Forty-three countries entered this year, and these were whittled down to 25 in a series of qualifying rounds for the grand final.
Germany, France, Britain, Spain and Italy automatically qualify, not because their songs are always better -- Britain came last in 2010 -- but because they pay the lion's share of the costs.
Viewers at home and juries from each of the countries then vote on each song, ranking them from their favourite, which gets a full 12 points, to the biggest howler, which gets zero.
The results are also announced in French, something that has made "douze points" and "nul points" well-known catchphrases in their own right. Ireland's song in 2008, sung by the shouting-and-farting Dustin the Turkey, was "Irelande Douze Pointe".
The winner, announced at around midnight (2200 GMT), gets to host the competition the following year, which is why the 2011 contest is in Germany.
This can lead to problems, however, as when in 1998 Israeli transsexual Dana International won, riling the country's ultra-Orthodox community, who then had to contend with the 1999 contest taking place in the holy city of Jerusalem.
Despite Europe's linguistic diversity, most perform in English, and songs in the language of Shakespeare have won 22 times. French songs have won 14 times, Dutch and Hebrew songs three times each. Norway's 2011 entry is partly in Swahili.
This year, the song tipped as favorite is in Corsican -- for only the second time in Eurovision history -- with Amaury Vassili, 21, hoping to win France's first victory in more than 30 years.
"The language is very close to Italian," the tenor told AFP. "There is the same fluidity for singing. And it has a romantic side that is very like Italian."
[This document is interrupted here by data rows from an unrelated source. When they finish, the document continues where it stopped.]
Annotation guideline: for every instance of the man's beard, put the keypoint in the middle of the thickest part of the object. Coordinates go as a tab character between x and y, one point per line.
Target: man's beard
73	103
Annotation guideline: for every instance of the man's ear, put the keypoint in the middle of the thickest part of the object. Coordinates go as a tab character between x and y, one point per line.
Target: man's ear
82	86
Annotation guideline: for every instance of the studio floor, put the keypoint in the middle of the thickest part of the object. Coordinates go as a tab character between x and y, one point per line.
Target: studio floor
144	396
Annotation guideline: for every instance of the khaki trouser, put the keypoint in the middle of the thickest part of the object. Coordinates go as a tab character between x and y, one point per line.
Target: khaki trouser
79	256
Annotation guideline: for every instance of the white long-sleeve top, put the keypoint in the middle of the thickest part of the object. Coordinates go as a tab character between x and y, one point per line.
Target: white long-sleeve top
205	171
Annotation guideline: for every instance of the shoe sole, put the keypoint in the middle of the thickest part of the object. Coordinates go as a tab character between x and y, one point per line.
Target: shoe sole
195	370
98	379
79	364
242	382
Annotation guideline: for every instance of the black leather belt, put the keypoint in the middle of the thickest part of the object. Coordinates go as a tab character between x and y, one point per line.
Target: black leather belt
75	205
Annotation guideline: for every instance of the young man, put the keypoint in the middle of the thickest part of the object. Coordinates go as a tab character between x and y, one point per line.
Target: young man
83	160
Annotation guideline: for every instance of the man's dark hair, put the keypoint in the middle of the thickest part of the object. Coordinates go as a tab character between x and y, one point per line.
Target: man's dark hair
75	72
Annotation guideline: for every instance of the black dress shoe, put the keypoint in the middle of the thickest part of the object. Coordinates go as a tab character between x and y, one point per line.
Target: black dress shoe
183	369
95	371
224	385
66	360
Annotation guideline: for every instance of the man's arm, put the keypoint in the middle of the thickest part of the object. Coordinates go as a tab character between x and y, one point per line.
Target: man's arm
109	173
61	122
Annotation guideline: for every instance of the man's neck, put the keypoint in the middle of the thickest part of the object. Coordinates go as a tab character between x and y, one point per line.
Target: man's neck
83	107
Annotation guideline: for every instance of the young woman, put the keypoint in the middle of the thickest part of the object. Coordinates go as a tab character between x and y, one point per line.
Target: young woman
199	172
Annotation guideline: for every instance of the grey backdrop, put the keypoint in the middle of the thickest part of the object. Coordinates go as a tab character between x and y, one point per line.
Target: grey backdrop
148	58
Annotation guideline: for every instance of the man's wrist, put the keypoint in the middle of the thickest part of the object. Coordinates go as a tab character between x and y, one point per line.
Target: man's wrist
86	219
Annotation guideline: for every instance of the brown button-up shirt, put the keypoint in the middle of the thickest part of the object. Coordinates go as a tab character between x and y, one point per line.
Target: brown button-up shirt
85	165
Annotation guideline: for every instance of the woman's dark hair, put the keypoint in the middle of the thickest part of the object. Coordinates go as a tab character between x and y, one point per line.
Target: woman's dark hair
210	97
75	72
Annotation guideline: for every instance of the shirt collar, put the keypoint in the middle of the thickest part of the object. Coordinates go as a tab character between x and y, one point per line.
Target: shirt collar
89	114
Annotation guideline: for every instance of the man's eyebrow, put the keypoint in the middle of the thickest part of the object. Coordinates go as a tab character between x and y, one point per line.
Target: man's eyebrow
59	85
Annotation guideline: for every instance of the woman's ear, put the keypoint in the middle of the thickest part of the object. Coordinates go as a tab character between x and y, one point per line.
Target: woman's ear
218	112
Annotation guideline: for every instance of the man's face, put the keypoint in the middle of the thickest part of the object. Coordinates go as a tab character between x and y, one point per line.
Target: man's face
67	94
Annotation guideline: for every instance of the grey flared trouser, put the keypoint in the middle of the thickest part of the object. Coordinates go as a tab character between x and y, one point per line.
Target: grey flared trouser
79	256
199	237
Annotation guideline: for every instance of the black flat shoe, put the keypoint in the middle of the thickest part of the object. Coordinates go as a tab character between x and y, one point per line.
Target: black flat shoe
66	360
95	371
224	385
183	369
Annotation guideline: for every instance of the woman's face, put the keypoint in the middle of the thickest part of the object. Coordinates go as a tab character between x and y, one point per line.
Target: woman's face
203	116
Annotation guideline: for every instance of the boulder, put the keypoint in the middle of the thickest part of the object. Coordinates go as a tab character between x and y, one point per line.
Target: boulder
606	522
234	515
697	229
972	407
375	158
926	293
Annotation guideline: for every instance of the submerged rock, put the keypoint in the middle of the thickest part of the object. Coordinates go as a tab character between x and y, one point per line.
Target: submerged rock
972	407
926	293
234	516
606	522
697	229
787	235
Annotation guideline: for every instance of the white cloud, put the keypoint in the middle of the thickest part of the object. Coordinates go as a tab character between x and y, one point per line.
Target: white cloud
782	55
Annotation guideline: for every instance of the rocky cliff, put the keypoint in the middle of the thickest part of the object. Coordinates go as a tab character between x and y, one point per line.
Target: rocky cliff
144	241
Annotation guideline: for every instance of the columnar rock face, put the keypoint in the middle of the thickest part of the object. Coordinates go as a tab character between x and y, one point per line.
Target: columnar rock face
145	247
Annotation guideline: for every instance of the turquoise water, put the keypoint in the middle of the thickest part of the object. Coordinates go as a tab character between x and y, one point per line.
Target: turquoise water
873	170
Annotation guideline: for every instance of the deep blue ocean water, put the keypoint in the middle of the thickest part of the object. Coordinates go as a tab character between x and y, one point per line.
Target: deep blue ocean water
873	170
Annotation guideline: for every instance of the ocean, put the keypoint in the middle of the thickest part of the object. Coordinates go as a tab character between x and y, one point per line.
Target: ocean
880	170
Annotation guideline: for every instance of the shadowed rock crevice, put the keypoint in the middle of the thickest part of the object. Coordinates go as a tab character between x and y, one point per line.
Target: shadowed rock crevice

But he faces some tough competition from among the other 24 nations contesting Saturday evening's competition from 9:00 pm (1900 GMT), not least from spiky-haired Irish twins Jedward and their song "Lipstick".
Bookmakers also give Azerbaijan's duo of Ell and Nikki a fighting chance of winning the country's first title, along with Britain's Blue and Estonia's Getter Jaani, a winner of the "Estonia's Got Talent" TV show.
A ska number from Zdob si Zbub, a group of lively Moldovans in pointy hats -- they say they are "cosmic antennae" -- is also a strong contender, as are songs by Icelandic five-piece Sjonni's Friends and from Italian crooner Raphael Gualazzi.
But Germany's homegrown Lena could write history as the 19-year-old tries to become the first ever person to win two Eurovisions in a row, although "Taken by a Stranger" lacks the quirky catchiness of 2010's "Satellite."
"This whole thing here is not serious. It's happy, you know. I think we have to enjoy it," Lena said.
"Maybe the rest of the world can watch it and do something like we do, can do a Worldvision. All countries just having fun," said Lena.